Belgique/Luxembourg

Le fisc belge prêt à accorder 69 jours aux frontaliers

09 Octobre 2018 Par Jean-Michel Lalieu
Frontaliers belges, Gare de Luxembourg
La mesure est en cours d'examen auprès du ministère des Finances luxembourgeois. (Photo: Étienne Delorme / archives)

Information Paperjam. L’État belge devrait desserrer l’étau fiscal qui pèse sur le quotidien des travailleurs frontaliers belges dès 2019. Pour accentuer le travail à domicile et hors des frontières luxembourgeoises, il devrait faire passer le seuil de tolérance de 24 à 69 jours.

Le fisc belge se prépare à lâcher du lest par rapport aux 40.000 travailleurs frontaliers belges qui se rendent quotidiennement au Luxembourg. Selon les informations de Paperjam, à partir de 2019, il y a en effet de fortes chances que le seuil de tolérance par rapport aux jours prestés sans preuve de présence physique sur le territoire luxembourgeois passera de 24 à 69 jours ouvrables. Trois fois plus!

La mesure est à mettre à l’initiative du gouvernement régional wallon.
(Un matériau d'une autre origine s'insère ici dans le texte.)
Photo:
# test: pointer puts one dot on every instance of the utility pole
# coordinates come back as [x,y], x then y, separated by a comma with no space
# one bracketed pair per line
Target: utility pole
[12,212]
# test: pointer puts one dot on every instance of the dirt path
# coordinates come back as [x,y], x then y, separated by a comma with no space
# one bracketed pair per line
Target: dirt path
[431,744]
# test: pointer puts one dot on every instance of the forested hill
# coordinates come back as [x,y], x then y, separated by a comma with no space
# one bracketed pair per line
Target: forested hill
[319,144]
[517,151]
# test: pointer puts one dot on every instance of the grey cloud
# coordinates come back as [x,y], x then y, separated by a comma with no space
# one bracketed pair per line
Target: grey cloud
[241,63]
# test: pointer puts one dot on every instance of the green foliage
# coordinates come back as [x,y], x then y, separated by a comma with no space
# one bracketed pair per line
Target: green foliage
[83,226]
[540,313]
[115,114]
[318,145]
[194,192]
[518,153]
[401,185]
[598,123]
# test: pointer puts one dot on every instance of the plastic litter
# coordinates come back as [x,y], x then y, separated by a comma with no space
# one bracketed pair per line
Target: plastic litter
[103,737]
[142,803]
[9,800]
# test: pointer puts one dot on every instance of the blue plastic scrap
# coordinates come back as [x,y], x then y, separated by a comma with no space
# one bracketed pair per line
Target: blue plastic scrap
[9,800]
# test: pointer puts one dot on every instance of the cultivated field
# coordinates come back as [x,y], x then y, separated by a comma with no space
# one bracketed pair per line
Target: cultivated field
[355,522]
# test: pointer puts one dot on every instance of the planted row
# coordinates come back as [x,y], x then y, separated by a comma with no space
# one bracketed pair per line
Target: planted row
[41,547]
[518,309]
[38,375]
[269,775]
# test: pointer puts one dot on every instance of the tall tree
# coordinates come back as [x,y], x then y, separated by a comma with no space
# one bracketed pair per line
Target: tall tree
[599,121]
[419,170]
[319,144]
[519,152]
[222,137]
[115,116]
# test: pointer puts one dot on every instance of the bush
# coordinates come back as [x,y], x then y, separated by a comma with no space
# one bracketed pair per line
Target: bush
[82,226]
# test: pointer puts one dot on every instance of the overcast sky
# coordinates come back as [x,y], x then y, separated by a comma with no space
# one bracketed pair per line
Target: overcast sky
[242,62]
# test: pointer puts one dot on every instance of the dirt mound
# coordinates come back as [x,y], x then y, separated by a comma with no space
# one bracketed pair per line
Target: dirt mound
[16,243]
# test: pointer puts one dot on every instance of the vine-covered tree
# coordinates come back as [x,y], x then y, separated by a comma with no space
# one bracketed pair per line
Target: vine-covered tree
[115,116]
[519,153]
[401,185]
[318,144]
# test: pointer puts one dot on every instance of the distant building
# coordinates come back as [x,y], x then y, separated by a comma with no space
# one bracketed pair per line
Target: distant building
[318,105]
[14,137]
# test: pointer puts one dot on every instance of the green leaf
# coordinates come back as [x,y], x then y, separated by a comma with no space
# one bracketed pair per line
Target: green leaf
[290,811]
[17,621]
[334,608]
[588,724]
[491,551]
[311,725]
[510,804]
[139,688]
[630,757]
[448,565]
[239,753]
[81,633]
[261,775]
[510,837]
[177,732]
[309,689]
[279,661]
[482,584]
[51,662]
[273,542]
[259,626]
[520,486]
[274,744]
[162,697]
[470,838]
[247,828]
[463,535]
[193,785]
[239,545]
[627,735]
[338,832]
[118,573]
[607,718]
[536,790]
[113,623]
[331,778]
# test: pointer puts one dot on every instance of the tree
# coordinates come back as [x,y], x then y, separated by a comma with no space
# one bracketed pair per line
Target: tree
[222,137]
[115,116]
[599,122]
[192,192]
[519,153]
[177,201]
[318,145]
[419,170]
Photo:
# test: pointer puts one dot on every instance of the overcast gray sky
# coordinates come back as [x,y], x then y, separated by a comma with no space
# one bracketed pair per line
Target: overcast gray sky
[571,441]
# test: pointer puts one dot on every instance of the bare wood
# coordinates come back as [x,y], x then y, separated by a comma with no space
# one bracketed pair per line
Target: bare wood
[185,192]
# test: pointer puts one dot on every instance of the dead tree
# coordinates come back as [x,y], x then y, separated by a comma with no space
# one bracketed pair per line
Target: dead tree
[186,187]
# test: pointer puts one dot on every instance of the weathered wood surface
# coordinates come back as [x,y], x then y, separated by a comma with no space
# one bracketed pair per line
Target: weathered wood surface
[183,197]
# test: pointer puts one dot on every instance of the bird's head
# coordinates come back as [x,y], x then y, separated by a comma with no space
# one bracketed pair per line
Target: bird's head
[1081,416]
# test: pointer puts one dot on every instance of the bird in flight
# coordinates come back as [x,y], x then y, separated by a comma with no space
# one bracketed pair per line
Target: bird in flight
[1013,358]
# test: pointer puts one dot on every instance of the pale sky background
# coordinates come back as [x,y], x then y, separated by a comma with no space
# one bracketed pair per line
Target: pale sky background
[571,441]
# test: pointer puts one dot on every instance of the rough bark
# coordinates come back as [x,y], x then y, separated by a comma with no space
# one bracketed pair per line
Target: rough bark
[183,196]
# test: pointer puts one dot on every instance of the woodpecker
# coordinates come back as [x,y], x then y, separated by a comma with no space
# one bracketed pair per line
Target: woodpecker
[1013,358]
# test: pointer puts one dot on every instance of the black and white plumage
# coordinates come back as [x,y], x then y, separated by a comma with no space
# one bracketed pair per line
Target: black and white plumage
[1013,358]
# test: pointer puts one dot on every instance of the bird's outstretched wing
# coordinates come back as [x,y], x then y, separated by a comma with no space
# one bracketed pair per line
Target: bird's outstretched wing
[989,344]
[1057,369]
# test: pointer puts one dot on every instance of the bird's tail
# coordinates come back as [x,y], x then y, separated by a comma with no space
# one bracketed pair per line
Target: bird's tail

Elle a été portée vers le gouvernement fédéral par le président du gouvernement wallon, Willy Borsus.

Contacté par Paperjam, le cabinet du ministre-président wallon confirme que l’élargissement à 69 jours par an de prestations ponctuelles hors du Grand-Duché a été accepté par le ministre fédéral des Finances, Johan Van Overtveldt.

Des discussions ont donc été entamées avec le ministère des Finances luxembourgeois, ce qui est également confirmé au cabinet de Pierre Gramegna, mais sans plus de précisions.

Mais dans la mesure où la proposition émane des autorités belges, on ne voit pas ce qui pourrait empêcher sa concrétisation.

Désengorger le trafic

Pour le gouvernement grand-ducal, c’est en effet l’assurance de recettes fiscales pour des jours non prestés dans le pays et, surtout, une opportunité de désengorger le trafic en favorisant le télétravail des employés frontaliers belges. Dès 2019, ils devraient en effet bénéficier de plus d’un jour par semaine de travail à domicile.

Rappelons que la règle de base, pour éviter des abus de délocalisation de société, est qu’un employé frontalier doit pouvoir prouver au fisc belge qu’il est bien présent sur le territoire luxembourgeois pour prester ses heures. Si ce n’était pas le cas, il serait soumis au régime fiscal belge. En avril 2015, un accord entre Xavier Bettel et son homologue belge, Charles Michel, a donné un premier seuil de tolérance de 24 jours.

En Allemagne, le seuil accepté est de 19 jours et en France il est récemment passé à 29 jours.